La periferia sud di Beirut, roccaforte di Hezbollah conosciuta come Dahieh, è tornata domenica sotto le bombe israeliane. Un raid che, secondo fonti libanesi, ha ucciso due persone e ne ha ferite venti, tra cui quattro bambini e quattro donne. L’aviazione israeliana ha colpito quella che ha definito “infrastruttura terroristica” del movimento sciita, in risposta al lancio di razzi verso il nord di Israele.

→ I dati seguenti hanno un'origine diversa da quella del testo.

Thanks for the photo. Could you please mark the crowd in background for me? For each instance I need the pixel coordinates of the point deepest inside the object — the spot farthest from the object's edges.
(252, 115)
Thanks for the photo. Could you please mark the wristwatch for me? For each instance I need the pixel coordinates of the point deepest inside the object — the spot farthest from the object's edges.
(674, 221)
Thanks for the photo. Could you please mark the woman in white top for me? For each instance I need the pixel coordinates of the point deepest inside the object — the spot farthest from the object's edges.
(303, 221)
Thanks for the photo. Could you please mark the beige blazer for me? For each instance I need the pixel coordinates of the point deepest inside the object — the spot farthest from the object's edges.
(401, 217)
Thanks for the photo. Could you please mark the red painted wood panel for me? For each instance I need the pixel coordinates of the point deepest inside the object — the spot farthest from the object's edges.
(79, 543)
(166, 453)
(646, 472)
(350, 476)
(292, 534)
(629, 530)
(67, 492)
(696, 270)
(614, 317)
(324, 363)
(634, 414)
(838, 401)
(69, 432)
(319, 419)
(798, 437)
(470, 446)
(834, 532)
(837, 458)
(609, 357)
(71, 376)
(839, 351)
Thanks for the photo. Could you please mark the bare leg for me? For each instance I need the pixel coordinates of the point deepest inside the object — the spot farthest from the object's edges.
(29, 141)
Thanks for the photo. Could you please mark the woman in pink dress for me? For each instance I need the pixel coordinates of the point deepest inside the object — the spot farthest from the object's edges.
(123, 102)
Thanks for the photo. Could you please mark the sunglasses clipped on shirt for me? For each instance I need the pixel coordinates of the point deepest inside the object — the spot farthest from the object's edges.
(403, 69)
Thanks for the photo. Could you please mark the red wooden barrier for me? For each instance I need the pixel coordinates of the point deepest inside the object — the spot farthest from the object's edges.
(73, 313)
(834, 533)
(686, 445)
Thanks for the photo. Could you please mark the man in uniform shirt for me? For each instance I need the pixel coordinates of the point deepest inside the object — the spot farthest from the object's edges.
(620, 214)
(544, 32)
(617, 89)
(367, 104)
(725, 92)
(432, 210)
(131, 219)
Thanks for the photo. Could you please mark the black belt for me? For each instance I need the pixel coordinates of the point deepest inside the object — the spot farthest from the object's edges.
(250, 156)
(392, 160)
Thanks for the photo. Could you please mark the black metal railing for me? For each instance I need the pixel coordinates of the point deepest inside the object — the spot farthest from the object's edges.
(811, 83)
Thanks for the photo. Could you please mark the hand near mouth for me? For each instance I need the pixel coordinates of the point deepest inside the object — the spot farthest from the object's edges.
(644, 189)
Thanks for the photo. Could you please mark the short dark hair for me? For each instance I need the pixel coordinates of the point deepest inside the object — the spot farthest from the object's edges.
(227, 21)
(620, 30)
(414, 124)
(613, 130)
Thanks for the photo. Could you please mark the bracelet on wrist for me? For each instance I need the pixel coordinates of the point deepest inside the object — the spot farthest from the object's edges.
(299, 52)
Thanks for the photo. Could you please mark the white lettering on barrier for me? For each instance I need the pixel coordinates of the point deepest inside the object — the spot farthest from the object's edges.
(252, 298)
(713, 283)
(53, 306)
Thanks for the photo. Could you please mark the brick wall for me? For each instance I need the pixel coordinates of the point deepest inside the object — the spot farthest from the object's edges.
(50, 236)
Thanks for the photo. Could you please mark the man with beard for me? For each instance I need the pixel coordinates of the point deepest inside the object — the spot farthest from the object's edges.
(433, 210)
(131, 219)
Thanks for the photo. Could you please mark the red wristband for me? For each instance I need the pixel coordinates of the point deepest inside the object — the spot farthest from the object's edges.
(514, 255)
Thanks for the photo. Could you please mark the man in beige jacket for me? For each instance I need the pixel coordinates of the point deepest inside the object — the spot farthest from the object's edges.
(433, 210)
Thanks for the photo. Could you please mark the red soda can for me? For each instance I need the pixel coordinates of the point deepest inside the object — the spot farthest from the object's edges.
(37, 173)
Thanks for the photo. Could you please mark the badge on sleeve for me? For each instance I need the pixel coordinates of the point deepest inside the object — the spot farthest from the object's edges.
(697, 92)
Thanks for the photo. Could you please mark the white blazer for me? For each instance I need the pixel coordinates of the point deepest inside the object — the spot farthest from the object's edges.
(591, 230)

Da quando, il 16 aprile scorso, gli Stati Uniti avevano annunciato un cessate il fuoco, solo due attacchi avevano violato la sospensione dei bombardamenti su Beirut. Ora la tregua sembra definitivamente sepolta.
La novità strategica è stata resa esplicita dai media israeliani: per ogni attacco di Hezbollah contro il territorio israeliano, la rappresaglia colpirà direttamente la Dahieh. Una “equazione” che intende alzare il costo della provocazione, in un momento in cui le diplomazie arabe e occidentali faticano a contenere la spirale. Da parte libanese, il deputato di Hezbollah Hassan Fadlallah ha rivelato che le condizioni poste da Israele nei negoziati indiretti – il ritiro di 2.300 combattenti a nord del fiume Litani e la minaccia di bombardare Beirut in caso di nuove offese – erano “umilianti” e inaccettabili. “L’aggressione di oggi non ci farà recedere dalla scelta della resistenza”, ha aggiunto.
Da Washington, un funzionario dell’amministrazione americana ha ribadito che Hezbollah è “l’unico responsabile” della prosecuzione delle ostilità, mentre fonti diplomatiche arabe confermano un rinnovato attivismo saudita per favorire un dialogo tra le parti, parallelamente agli sforzi per scongiurare uno scontro diretto tra Stati Uniti e Iran. L’ombra di Teheran, infatti, incombe sulla crisi: l’escalation tra Washington e la Repubblica islamica, secondo analisti libanesi, minaccia di far deragliare ogni possibile negoziato, con il rischio concreto di una risposta iraniana che riaccenda il conflitto su larga scala.
Per l’Europa, e in particolare per l’Italia – che guida la missione UNIFIL nel sud del Libano e ha forti interessi nella stabilità del Mediterraneo orientale – il deteriorarsi del quadro è motivo di seria preoccupazione. Se la nuova dottrina israeliana dovesse consolidarsi, si aprirebbe una fase di instabilità cronica capace di riverberarsi sui flussi migratori e sulla sicurezza energetica. La comunità internazionale osserva con apprensione, mentre la diplomazia cerca un pertugio prima che la regione scivoli in un conflitto senza più freni.
Come la stessa storia è raccontata altrove.
L'attacco israeliano sul quartiere di Dahieh segna una nuova escalation e la rottura del cessate-il-fuoco, imposto con condizioni umilianti che Hezbollah ha respinto. Le vittime civili, inclusi bambini, sono denunciate come prova della brutalità israeliana, mentre i media israeliani annunciano un'equazione punitiva: ogni attacco del partito libanese sarà ripagato con un bombardamento sulla capitale. Il blocco mette in risalto la copertura diplomatica americana a Israele e gli sforzi arabi per una mediazione sempre più difficile.
Le autorità sanitarie libanesi riferiscono di due morti e venti feriti, donne e bambini compresi, nel primo raid israeliano su Beirut dalla tregua. L'attacco è scattato dopo il lancio di razzi di Hezbollah verso il nord di Israele; l'esercito israeliano sostiene di aver colpito infrastrutture del partito, mentre fonti libanesi parlano di edifici residenziali. La cronaca riporta i fatti di entrambe le parti senza esprimere giudizi.